Concussions still must be addressed

Concussions are more than statistics on games lost and player performance. They are more than media buzz, commentator talking points and a reason to attack the game of hockey. And, ultimately, concussions are more than just a reality of a physical sport.

Often lost in all the analysis of what causes concussions is the result and aftermath of them.

Begrudgingly, commissioner Gary Bettman admitted during last month’s All-Star weekend that concussion rates are going up in the NHL. He was quick to highlight that they are increasingly the result of incidental contact. So long as no one purposefully goes out headhunting, we’re fine!

These injured players are people with families and friends just like anyone else. That reality hit home for me when listening to Boston Bruins forward Marc Savard as he announced the end of his 2010-11 season. His description of memory loss, headaches and general uncertainty about his health was disturbing to hear. There was definite concern and fear in the voices of all involved during that press conference.

Let’s remember that a concussion is a brain injury. In my book, any injury involving the brain is the most worrisome type of injury a person can sustain in sport, or life in general. While other injuries can be just as serious — see Kurtis Foster’s 2008 broken leg for example — concussions are the most prevalent of the serious and life-altering injuries in hockey.

The increased level of discussion on concussions by players, media and fans is important and encouraging. The unfortunate aspect is that it results from players being concussed. Savard’s first concussion last March was a major factor in instituting Rule 48 addressing head shots. Sidney Crosby’s concussion, and now Savard’s second in less than a year, have sparked the "Is Rule 48 enough?" debate. Always reactionary.

There is always a need for "more discussion" and "more study" when NHL management comments on the concussion issue. Few people, especially those within the professional hockey world, are willing to take a proactive stand.

Admittedly, some concussions are fluky. A player can fall awkwardly after a completely clean hit or take a puck off the head. Those are unavoidable aspects of hockey — to use the cliché reasoning. However, there are certain aspects of the game that have bad idea written all over them. Whether that be leading with the elbows or going full speed into a check from behind. Those are disrespectful and dirty plays no matter how you spin it.

An automatic suspension for any hit directed at the head is an important piece of proactively addressing concussions. Injury or not, players should know they will sit out three games when they endanger another player’s health. If an injury does occur, or the intent is obviously malicious, that number of games should go up accordingly. Repeat offenders should also expect a larger suspension. If respect for each other isn’t going to come naturally, then it needs to be taught.
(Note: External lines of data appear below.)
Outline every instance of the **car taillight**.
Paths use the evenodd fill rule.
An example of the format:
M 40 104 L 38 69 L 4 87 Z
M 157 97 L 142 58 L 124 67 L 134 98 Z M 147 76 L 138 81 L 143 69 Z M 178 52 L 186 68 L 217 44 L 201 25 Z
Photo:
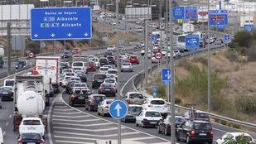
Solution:
M 196 132 L 194 130 L 190 131 L 190 134 L 191 137 L 195 137 Z
M 210 137 L 213 137 L 213 132 L 212 131 L 210 132 Z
During Savard’s Feb. 7 press conference, Bruins GM Peter Chiarelli spoke about the need to look at ideas such as softening equipment. There is little doubt those innovations, and the introduction of new rules such as automatic suspensions, will improve player safety on all fronts.
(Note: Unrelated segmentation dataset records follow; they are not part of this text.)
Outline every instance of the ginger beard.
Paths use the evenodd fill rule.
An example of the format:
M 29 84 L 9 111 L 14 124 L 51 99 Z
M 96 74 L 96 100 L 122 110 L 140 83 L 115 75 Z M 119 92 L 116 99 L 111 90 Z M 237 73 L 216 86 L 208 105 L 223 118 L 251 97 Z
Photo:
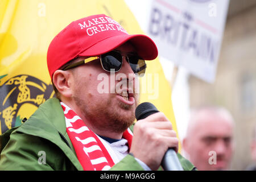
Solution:
M 72 97 L 87 121 L 97 129 L 123 133 L 134 122 L 135 110 L 138 104 L 138 93 L 133 95 L 135 104 L 129 105 L 117 99 L 115 93 L 101 94 L 97 90 L 89 90 L 82 94 L 84 93 L 84 86 L 79 84 L 77 85 Z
For the hockey purists out there, all I can say is that over the history of the game numerous new rules, both large and small, have been introduced and labeled as threats to the game. Goalie masks and mandatory helmets are two perfect examples of rules that improved safety, but also caused uproar. And yet those are integral parts of how hockey is now played. The opposition to those changes is seen as ridiculous in hindsight because safety should always be the trump card.

Looking at hockey through the rear-view mirror is a dangerous approach. The age old “it’s always been done that way” argument is a cop out of seismic proportions. Hockey is a business in the entertainment industry. Like any business, it needs to operate with a clear focus on the future. Respecting the past is important, but basing decisions on the status quo leads to nothing but stagnation.

In hockey, it can lead to situations where your most marketable asset (Crosby) describes his concussion situation as “really scary” and says missing the remainder of the season “could happen.” What good does that do for the game?

If player safety isn’t a good enough reason for change then maybe someone needs to start looking at how concussions are impacting the finances and image of individual clubs and the league as a whole. Unfortunately, that may be the more effective argument.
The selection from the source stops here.